| |
|
|
Cudi'nin eteklerinde bir belde: "Çalışkan"
Az gittik uz gittik, dere tepe düz gittik. Mardin-Kızıltepe'den sonra Nusaybin'i geçtik. Sonra Girmeli, ardından Dicle ve karşımızda Cizre. "Sınır boyunca" yol aldık. Sağımız Suriye Ovası, solumuz vatanımızın taşı, toprağı, suyu, ağacı, koyunu, kuzusu. Cizre'den sonra yol ikiye ayrıldı. Soldaki "Şırnak'a gidiyor." Sağdaki "Silopi'ye... Habur'a... Irak'a." Direksiyonu "sağa kırdık."
Silopi'de gezindikten sonra... Irak sınırına ilerledik. Ve "sola... Cilo dağlarına doğru" yöneldik. İklim birden değişti. Karşımıza bir "belde" çıktı: "Çalışkan." Silopi'ye 31 kilometre uzaklıktaydık. Irak sınırına "5 kilometre." Çalışkan 400 hane. "Resmi nüfus" 3.800. Belediye Başkanı'nın söylediğine göre ise "6 bin."
Cizre'de Belediye Başkanı Demokratik Toplum Partisi'nden. (DTP) Silopi yine "DTP." Çalışkan Belediye Başkanı'na gelince: - Ben DYP'liyim... Burası 1999'da belde oldu... O tarihten bu yana da Belediye Başkanı'yım... Ben sapına kadar Doğruyol'cuyum.
Belediye Başkanı İsa Yiğit'in "1 hanımı, 13 çocuğu, 15 de torunu var." Hepsi "aynı evdeler." Çalışkan'da "2-3 eşi olanlar da" az değil. Örneğin Mehmet Salih Yağız "2 eşli, 25 çocuklu."
İsa Yiğit: -Huzur gibisi yok... Eskiden 96 bin hayvanımız mevcuttu... Terör geldi, hayvancılık bitti... Şimdi 10 bin var yok... Ama huzur geldikçe hayvan sayısı artıyor.
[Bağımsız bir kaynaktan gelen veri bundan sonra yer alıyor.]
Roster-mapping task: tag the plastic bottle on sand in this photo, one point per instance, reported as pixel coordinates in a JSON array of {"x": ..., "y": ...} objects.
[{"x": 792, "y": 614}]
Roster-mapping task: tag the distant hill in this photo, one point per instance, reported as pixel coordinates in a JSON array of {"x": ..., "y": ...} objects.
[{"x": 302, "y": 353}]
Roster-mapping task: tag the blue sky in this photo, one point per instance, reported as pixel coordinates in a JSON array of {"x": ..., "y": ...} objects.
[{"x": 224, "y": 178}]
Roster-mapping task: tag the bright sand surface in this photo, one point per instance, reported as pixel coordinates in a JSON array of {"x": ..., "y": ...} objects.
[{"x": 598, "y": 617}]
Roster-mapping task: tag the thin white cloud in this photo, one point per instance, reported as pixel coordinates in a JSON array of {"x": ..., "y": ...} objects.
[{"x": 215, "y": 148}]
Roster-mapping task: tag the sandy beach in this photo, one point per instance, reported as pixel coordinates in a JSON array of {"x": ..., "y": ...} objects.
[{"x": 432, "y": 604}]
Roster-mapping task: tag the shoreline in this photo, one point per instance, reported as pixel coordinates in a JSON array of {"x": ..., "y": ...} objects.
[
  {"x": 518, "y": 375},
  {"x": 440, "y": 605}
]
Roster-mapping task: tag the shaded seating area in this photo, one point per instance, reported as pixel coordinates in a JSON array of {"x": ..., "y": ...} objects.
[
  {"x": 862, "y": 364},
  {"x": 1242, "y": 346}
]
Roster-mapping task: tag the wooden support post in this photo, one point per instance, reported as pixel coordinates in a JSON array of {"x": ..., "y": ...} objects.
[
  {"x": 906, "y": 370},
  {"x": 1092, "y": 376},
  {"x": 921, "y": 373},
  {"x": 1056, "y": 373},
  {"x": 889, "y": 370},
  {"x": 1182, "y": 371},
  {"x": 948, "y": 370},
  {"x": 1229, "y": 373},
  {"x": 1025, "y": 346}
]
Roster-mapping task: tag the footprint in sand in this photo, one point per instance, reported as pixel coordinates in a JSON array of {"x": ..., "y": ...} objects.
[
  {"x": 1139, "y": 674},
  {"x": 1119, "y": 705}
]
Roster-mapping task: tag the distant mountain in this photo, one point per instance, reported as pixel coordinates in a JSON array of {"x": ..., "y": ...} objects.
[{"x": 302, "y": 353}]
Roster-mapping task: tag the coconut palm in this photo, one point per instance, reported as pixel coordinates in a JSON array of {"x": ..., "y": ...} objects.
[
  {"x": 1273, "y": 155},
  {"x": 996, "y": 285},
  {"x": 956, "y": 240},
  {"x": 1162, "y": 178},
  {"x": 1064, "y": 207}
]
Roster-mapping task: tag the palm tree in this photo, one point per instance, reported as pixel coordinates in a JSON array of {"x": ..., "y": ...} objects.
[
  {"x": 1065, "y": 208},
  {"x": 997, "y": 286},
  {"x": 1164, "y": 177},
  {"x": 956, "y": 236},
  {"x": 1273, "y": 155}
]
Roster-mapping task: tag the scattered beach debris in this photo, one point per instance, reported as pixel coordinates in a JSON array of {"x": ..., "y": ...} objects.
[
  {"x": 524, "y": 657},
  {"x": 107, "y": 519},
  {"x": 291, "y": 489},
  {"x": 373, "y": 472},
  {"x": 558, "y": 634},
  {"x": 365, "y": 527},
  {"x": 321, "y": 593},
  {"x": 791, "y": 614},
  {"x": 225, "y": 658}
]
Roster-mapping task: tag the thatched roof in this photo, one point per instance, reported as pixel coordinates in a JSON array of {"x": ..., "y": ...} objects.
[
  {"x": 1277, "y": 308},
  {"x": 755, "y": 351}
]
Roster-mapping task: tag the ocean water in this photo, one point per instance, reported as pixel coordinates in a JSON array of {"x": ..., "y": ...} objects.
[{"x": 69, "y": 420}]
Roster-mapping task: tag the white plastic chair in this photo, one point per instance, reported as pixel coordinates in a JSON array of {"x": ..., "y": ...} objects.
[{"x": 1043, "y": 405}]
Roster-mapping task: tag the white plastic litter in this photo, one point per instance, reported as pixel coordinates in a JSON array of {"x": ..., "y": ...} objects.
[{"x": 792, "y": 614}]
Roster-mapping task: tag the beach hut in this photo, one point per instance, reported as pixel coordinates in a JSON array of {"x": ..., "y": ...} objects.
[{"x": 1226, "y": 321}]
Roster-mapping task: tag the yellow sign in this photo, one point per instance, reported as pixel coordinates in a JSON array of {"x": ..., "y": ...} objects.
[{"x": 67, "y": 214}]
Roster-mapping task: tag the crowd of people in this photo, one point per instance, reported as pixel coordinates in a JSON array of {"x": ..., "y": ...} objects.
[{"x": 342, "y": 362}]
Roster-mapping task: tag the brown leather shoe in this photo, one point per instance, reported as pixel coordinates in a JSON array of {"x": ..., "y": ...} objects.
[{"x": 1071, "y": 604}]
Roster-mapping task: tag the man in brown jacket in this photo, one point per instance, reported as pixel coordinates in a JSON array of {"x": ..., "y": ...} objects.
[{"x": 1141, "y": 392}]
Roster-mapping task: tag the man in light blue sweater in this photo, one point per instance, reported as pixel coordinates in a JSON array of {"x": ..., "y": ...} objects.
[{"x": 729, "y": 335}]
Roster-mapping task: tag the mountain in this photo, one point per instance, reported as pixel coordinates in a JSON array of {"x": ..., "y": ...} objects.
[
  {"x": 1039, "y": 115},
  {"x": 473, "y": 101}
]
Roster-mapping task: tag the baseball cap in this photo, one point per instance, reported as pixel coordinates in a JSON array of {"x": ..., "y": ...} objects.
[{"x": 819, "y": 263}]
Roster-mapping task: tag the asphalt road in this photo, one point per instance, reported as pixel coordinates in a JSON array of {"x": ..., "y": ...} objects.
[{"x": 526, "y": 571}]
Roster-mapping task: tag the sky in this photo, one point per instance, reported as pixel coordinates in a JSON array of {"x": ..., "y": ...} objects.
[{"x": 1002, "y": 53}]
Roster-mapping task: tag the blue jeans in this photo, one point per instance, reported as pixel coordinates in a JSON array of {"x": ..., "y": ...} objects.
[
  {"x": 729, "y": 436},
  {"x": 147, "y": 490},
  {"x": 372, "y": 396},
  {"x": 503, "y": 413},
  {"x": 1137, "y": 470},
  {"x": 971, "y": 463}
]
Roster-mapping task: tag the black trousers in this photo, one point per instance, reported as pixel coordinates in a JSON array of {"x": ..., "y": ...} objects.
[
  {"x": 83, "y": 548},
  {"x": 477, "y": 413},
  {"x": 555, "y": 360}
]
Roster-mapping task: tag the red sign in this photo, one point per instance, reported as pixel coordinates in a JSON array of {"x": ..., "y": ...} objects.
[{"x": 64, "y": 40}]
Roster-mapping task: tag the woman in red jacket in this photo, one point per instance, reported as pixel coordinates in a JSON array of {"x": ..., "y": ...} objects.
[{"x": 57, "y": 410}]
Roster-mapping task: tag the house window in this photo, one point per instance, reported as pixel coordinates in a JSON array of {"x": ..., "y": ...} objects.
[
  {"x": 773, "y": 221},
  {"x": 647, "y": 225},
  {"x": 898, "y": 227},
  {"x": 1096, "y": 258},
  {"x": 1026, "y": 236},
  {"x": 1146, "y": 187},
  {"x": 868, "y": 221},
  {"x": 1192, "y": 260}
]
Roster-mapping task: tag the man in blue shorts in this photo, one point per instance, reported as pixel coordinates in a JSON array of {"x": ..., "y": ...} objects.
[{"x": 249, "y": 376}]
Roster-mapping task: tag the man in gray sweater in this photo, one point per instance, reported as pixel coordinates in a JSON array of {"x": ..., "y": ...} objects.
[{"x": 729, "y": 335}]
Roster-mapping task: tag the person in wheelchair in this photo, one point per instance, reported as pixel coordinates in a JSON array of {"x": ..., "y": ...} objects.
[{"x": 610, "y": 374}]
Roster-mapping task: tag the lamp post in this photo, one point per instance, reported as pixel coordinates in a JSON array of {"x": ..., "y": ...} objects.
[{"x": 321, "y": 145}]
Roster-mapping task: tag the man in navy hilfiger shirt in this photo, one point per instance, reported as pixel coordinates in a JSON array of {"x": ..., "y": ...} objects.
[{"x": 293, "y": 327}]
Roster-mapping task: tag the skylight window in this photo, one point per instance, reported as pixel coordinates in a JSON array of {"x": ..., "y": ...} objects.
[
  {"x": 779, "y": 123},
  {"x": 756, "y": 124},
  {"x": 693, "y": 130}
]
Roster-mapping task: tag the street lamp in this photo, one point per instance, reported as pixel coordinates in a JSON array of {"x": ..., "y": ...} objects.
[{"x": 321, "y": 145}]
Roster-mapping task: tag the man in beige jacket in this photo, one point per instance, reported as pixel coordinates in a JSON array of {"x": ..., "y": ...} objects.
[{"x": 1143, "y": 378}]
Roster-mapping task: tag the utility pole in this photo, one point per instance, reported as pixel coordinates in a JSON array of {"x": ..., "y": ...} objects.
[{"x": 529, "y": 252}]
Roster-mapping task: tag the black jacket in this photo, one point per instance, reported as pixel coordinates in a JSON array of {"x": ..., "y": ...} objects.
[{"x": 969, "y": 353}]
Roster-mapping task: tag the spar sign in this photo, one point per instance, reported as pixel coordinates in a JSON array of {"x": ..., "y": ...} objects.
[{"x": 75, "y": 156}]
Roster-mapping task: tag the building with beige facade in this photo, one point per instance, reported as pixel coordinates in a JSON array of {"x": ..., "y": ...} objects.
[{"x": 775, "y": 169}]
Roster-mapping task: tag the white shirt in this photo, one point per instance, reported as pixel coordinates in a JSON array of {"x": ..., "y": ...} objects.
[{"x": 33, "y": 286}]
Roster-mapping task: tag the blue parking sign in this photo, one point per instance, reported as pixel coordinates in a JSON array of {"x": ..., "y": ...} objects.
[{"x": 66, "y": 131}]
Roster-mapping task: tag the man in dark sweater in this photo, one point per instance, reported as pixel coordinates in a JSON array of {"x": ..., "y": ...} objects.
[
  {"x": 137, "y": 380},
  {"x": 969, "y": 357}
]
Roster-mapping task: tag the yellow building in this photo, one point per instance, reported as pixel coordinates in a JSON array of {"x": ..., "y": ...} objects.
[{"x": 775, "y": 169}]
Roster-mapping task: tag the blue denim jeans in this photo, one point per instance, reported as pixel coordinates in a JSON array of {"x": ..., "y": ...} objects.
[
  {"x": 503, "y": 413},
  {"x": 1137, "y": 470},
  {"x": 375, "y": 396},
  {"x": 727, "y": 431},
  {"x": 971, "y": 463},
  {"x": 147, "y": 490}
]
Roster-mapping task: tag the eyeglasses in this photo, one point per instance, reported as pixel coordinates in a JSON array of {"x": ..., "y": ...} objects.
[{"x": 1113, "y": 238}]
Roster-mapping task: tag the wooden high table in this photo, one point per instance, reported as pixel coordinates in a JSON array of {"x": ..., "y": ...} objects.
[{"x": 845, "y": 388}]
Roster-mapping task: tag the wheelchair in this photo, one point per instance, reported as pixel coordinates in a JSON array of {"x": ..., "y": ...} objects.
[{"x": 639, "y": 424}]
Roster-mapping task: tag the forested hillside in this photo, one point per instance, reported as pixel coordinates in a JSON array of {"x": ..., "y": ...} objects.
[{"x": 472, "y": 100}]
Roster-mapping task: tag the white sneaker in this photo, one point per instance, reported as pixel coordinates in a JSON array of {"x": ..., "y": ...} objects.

Cudi'nin eteklerinde sohbet ediyor, çay içiyoruz. İsa Yiğit: - Huzurumuz iyidir, hoştur, normaldir... Ama terör tamamen bitmiştir desem, yalan olur. - Başkan bu köyden hiç dağa çıkan oldu mu? - 1 genç çıktı... Öldü mü, hayatta mı bilenimiz yoktur.
Çalışkan halkına soruyoruz: - Ne diyorsunuz? Hepsi de teröre karşı. Belediye Başkanı "herkes şunu iyi bilsin" diye sesini yükseltiyor: - Halk teröre destek verseydi bugün burada olmazdık... Etraftaki 9 köy boşaltıldı, biz ise toprağımızı bırakmadık... Toprak için, bayrak için yaşıyoruz.